Les inquiétudes concernant la sécurité sont valables, mais une grande partie de ces préoccupations sont fondées sur l'ignorance
En mettant de côté l'idée que les réfugiés arrivent de l'autre bout du monde comme des invités à un dîner, est-il vraiment impossible de comprendre que, dans le désespoir de chercher et obtenir un refuge après avoir vécu l'enfer, certaines personnes pourraient s’aventurer à dire une demi-vérité, voire même un mensonge, afin d’y parvenir ? En sommes-nous arrivés au point de priver de refuge tous ces êtres humains traumatisés par des épreuves que nous ne pouvons imaginer que dans nos pires cauchemars, sur la base d’un examen dentaire ?
Le fait qu'une forte proportion de ceux qui sont arrivés en Europe depuis que la crise a commencé semblent être des jeunes hommes, a également occupé une place importante dans le discours hostile aux réfugiés, qui a gagné en ampleur à travers l'Europe et le monde occidental. Tout d'abord, étant donné que ce sont les hommes en âge d’effectuer leur service militaire qui sont les principales victimes de la guerre – même en termes démographiques, car ils sont plus susceptibles d'être tués ou mutilés, d’être enrôlés ou contraints de se battre – cela ne devrait pas être une surprise que beaucoup d’entre eux décident de s’enfuir. Ensuite, le voyage qu’il faut faire pour atteindre l'Europe en partant du Moyen-Orient et de l’Afrique du Nord (MENA) est si périlleux que ce sont les jeunes hommes qui ont le plus de chances et sont les plus à même d'y survivre.
Mais même si on garde cela à l’esprit, les données compilées par le Haut Commissariat des Nations unies pour les réfugiés (UNCHR) réfute l'affirmation selon laquelle la plupart des réfugiés qui arrivent sont de jeunes hommes.

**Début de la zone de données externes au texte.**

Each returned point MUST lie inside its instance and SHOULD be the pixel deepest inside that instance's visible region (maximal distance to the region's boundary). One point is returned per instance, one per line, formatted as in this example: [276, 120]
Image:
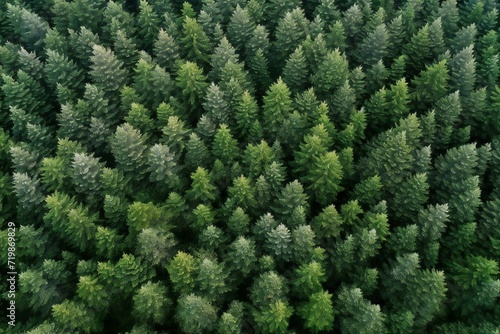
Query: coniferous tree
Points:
[277, 105]
[195, 42]
[106, 65]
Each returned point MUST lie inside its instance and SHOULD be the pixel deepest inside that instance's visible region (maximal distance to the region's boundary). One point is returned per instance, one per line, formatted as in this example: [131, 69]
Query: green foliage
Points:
[318, 312]
[151, 303]
[235, 166]
[182, 269]
[195, 314]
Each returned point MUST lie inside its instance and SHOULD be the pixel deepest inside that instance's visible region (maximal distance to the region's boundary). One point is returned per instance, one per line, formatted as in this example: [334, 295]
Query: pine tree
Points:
[148, 23]
[82, 318]
[318, 312]
[295, 72]
[30, 64]
[61, 70]
[225, 147]
[182, 269]
[155, 245]
[325, 177]
[240, 27]
[431, 84]
[174, 134]
[151, 303]
[267, 287]
[216, 106]
[358, 315]
[353, 21]
[192, 82]
[202, 188]
[195, 41]
[211, 280]
[29, 27]
[163, 166]
[274, 318]
[332, 72]
[92, 293]
[291, 30]
[105, 65]
[86, 174]
[195, 314]
[242, 256]
[84, 41]
[418, 50]
[166, 50]
[29, 194]
[374, 46]
[125, 48]
[128, 148]
[197, 153]
[277, 106]
[152, 83]
[231, 321]
[463, 69]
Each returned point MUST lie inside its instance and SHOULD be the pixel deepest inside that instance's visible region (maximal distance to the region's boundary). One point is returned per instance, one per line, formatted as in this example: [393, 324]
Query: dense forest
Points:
[247, 166]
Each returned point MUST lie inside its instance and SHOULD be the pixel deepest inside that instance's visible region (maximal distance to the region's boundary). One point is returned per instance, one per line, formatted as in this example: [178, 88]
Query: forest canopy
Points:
[246, 166]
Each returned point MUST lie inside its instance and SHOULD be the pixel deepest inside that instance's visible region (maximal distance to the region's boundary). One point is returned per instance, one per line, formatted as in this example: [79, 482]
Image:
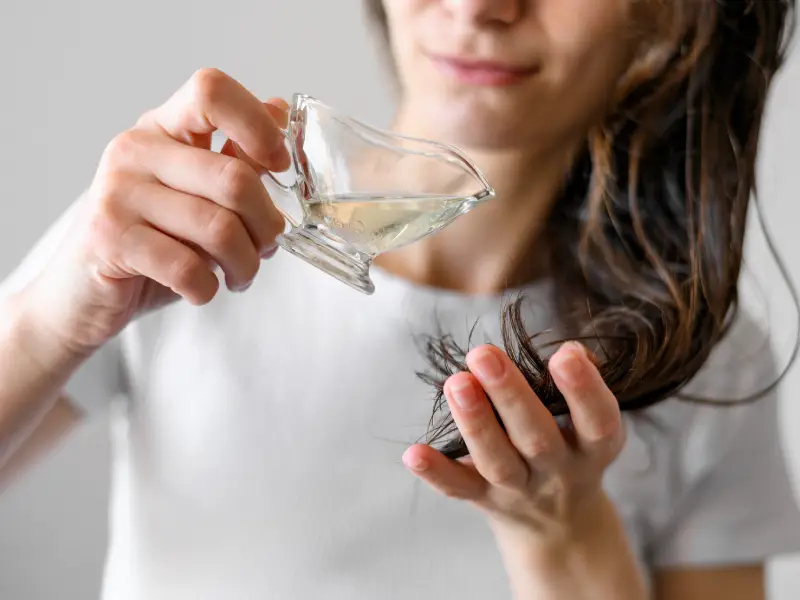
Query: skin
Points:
[163, 209]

Elles révèlent au contraire que ce groupe démographique ne représente qu'entre 15 et 25% du nombre total de réfugiés qui sont arrivés de Syrie en 2016. En d'autres termes, la majorité des réfugiés qui débarquent ne sont pas des jeunes hommes – comme de multiples voix voudraient nous le faire croire – mais des hommes plus âgés, des femmes et des enfants.
Les inquiétudes concernant la sécurité sont certainement valables, mais, une fois de plus, une grande partie de ces préoccupations sont fondées sur l'ignorance. La série d’attaques terroristes qui ont eu lieu dans toute l'Europe occidentale ont été menées par des individus et des groupes de personnes vivant et éduqués en Occident, en Europe et aux Etats-Unis, plutôt que par des personnes ayant pénétré en Europe en qualité de réfugiés.
Accuser de leur sort les victimes des guerres et du chaos causés par nos propres gouvernements est une injustice grave
Ben Emmerson, Le Rapporteur spécial sur la promotion et la protection des droits de l’Homme et des libertés fondamentales dans la lutte antiterroriste a conclu dans un rapport récent de l'ONU qu'il n'y avait aucune preuve de ce que Daesh et d'autres groupes terroristes opérant au Moyen-Orient et en Afrique du Nord utilisent les flux de réfugiés pour préparer ou exécuter des attaques en Occident.
Peu importe, toute une politique a été construite autour de la question des réfugiés et des migrants au cours des dernières années, avec le Brexit au Royaume-Uni et la montée de Donald Trump aux Etats-Unis en tant qu'applications les plus concrètes.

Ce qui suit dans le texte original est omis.